Jerzy Chojnowski, były już dyrektor DPS "Betania", nie ma sobie nic do zarzucenia. - To jakaś bzdura. Osoba, która trafia do DPS, sama decyduje, czy chce coś umieścić w depozycie czy nie. Nie można jej zmusić. A klucze do pokoi mają pensjonariusze, których stan zdrowia na to pozwala - tłumaczy. I dodaje: - Kierowałem placówką od 1998 r. i nikt się nie skarżył. Zmieniła się władza w ratuszu i nagle jestem ten zły!

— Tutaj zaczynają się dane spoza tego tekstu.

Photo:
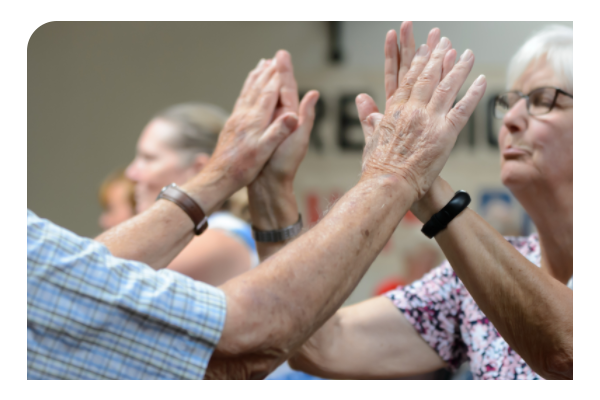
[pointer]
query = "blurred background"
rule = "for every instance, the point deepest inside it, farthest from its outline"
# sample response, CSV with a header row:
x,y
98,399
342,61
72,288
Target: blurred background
x,y
92,87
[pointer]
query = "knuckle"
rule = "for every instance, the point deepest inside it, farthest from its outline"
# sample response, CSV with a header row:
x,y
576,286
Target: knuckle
x,y
444,89
426,77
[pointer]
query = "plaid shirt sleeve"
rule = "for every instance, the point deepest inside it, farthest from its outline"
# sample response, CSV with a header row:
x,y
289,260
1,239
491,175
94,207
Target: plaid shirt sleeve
x,y
91,315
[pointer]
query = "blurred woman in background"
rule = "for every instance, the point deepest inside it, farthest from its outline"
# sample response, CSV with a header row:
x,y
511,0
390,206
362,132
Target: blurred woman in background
x,y
174,146
117,199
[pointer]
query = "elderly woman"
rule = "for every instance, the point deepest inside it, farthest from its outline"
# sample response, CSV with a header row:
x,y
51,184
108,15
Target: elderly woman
x,y
504,304
174,146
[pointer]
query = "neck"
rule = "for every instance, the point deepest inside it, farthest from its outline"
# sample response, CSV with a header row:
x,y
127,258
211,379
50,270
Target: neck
x,y
551,210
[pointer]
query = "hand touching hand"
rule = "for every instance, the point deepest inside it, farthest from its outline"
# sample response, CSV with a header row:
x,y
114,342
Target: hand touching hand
x,y
414,138
272,202
251,134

Elżbieta Walentyn, do niedawna z-ca dyr. DPS-u przy al. Kraśnickiej, obecnie pełniąca jego obowiązki, zapewnia, że część zaleceń pokontrolnych już wprowadziła w życie. - Chcemy zacząć normalnie funkcjonować. Jeszcze w trakcie kontroli zaczęliśmy naprawiać błędy - zapewnia. Dlaczego wcześniej nie zareagowała, nie chciała powiedzieć.

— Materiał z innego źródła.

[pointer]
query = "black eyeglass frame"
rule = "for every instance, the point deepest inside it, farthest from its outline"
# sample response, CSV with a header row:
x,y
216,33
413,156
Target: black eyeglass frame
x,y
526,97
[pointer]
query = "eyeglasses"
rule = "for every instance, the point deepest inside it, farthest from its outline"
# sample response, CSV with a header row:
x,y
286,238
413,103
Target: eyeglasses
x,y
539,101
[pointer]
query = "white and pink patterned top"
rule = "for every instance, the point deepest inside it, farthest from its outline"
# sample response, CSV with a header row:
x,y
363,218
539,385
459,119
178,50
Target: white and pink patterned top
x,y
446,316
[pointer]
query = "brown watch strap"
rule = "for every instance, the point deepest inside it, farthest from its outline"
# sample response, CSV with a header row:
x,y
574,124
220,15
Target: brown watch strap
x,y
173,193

Afera wokół "Betanii" wybuchła pod koniec maja. Kilkunastu mieszkańców DPS-u poskarżyło się, że Jerzy Chojnowski, dyrektor placówki, szykanuje tych, którzy mu się sprzeciwiają. Zarzucono mu też przyjmowanie korzyści majątkowych od podopiecznych. Chojnowski zaprzeczył wszystkim zarzutom i zrezygnował ze stanowiska. Sprawą zainteresowała się lubelska prokuratura - postępowanie trwa.

- Wszelkie dokumenty, które powstały podczas naszej kontroli w "Betanii", są do dyspozycji prokuratury - zapewnia Katarzyna Mieczkowska-Czerniak, rzeczniczka prezydenta Lublina.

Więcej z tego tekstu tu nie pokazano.